Via Francigena. The Road to Rome

The "Easy" Via Francigena

If it is the first time that you are walking on the Francigena, then we suggest that you choose those sections of the route that are not particularly difficult, in terms of length and height differences. You can do this by lightening some of the most challenging stages with public transport. Go to the next section of the Via Francigena walk + train and bus, for more details. Here are our suggestions: 

  • From the Great Saint Bernard Pass to Piacenza

    • In the lower valley of the Dora you can walk the section between Verrès and Santhià. This section takes four days, with a stop in Pont-Saint-Martin, Settimo Vittone or Ivrea and Viverone and Roppolo. These are very pleasant stages, winding among the vineyards, with views of the Alps and all beautiful trails.

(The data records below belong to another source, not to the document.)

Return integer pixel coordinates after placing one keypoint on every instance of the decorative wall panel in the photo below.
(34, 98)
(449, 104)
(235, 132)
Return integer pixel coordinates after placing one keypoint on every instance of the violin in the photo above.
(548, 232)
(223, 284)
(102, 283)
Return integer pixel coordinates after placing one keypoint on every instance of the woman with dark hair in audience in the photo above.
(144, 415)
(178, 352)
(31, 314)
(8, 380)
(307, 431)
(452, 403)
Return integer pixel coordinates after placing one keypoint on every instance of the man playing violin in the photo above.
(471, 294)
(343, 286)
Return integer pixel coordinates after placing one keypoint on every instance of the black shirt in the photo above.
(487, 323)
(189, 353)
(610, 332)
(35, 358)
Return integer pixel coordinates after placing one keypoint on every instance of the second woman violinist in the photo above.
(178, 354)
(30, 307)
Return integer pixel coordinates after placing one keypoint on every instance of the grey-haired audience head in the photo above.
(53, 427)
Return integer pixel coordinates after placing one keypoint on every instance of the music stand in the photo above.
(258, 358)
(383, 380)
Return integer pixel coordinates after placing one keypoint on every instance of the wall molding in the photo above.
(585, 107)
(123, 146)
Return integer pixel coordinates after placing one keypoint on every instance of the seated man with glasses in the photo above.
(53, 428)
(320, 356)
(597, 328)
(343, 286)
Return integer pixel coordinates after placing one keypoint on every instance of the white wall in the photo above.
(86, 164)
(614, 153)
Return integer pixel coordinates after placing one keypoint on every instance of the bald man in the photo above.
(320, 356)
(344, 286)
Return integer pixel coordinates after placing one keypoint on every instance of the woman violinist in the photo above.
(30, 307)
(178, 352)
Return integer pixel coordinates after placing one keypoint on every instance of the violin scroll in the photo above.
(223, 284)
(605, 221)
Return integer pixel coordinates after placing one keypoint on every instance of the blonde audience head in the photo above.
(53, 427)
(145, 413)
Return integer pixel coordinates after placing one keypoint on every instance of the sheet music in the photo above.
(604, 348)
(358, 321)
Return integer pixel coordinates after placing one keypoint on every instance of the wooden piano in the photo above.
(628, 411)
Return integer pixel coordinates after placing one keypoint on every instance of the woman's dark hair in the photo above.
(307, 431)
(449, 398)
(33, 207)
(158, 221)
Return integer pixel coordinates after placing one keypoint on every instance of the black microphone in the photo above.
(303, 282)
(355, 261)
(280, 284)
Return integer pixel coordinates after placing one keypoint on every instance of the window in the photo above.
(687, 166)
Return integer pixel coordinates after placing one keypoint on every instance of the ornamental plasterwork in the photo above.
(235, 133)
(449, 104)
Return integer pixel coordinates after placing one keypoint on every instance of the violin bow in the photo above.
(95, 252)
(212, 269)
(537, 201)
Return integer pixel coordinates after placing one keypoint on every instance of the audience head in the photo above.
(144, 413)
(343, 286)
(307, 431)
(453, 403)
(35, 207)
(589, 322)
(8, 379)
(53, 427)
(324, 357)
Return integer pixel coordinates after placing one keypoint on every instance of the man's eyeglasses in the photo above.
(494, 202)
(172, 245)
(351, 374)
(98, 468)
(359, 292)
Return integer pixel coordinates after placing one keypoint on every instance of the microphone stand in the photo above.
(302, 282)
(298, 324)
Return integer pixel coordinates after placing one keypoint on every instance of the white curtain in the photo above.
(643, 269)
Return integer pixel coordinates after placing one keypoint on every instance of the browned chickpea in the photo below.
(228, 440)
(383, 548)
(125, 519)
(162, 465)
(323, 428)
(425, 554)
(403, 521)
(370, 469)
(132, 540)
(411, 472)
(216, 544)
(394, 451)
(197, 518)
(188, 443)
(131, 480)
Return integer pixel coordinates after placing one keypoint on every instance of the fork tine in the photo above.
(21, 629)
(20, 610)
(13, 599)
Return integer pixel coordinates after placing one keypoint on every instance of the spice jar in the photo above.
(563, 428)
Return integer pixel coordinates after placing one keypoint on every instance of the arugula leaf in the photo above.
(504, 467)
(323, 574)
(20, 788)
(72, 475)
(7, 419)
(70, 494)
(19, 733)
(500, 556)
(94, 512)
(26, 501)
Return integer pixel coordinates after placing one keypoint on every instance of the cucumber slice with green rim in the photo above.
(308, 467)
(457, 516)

    • From Santhià in Pavia the flat terrain makes walking easier, even  on the longest stages. There are five days of walking.  It's best to avoid the summer due to the heat.

      • If you just want a taste of Via Francigena for just one day to walk on the banks of the Po, traffic-free, consider the section between Orio Litta and Piacenza. You can choose whether to stay in the left bank and walk over the bridge in Piacenza, or if to cross the Po by boat over the historic ford between Corte Sant’Andrea and Soprarivo. A bus also allows you to reach the historic center of Piacenza safely. 
  • From Piacenza to Siena

    • From Pontremoli to Sarzana you cross in two long stages hilly areas rich in history and memories of pilgrimage. Our advice is to divide the route in three days and shorten the route by public transport.

    • One of the most exciting and easy sections along the Via Francigena is between Lucca and Siena. It consists of six days of walking on dirt roads, taking your through areas of exceptional beauty: San Gimignano, Monteriggioni and the landscape of the Sienese hills. Some stages are long, but you can shorten them by public transport and by taking rest days, adding a few additional days to the journey. 

  • From Siena to Viterbo

    • The way between Siena and Viterbo has no particular difficulty, and offers stunning views over the Val d'Orcia, Lake Bolsena, and the agricultural landscape of the Tuscia. It requires seven days, but given the length and the height difference of some stages, you will want to split some of the longer stages into two, in particular stage 36 San Quirico - Radicofani. It could also be lighten with use of by buses or trains for stage 34 Siena - Ponte d'Arbia and 37 Radicofani - Acquapendente.

  • Section between Viterbo - Rome has no major problems. Some stages can be lightened by use of public transport, especially when crossing the busy Roman suburbs.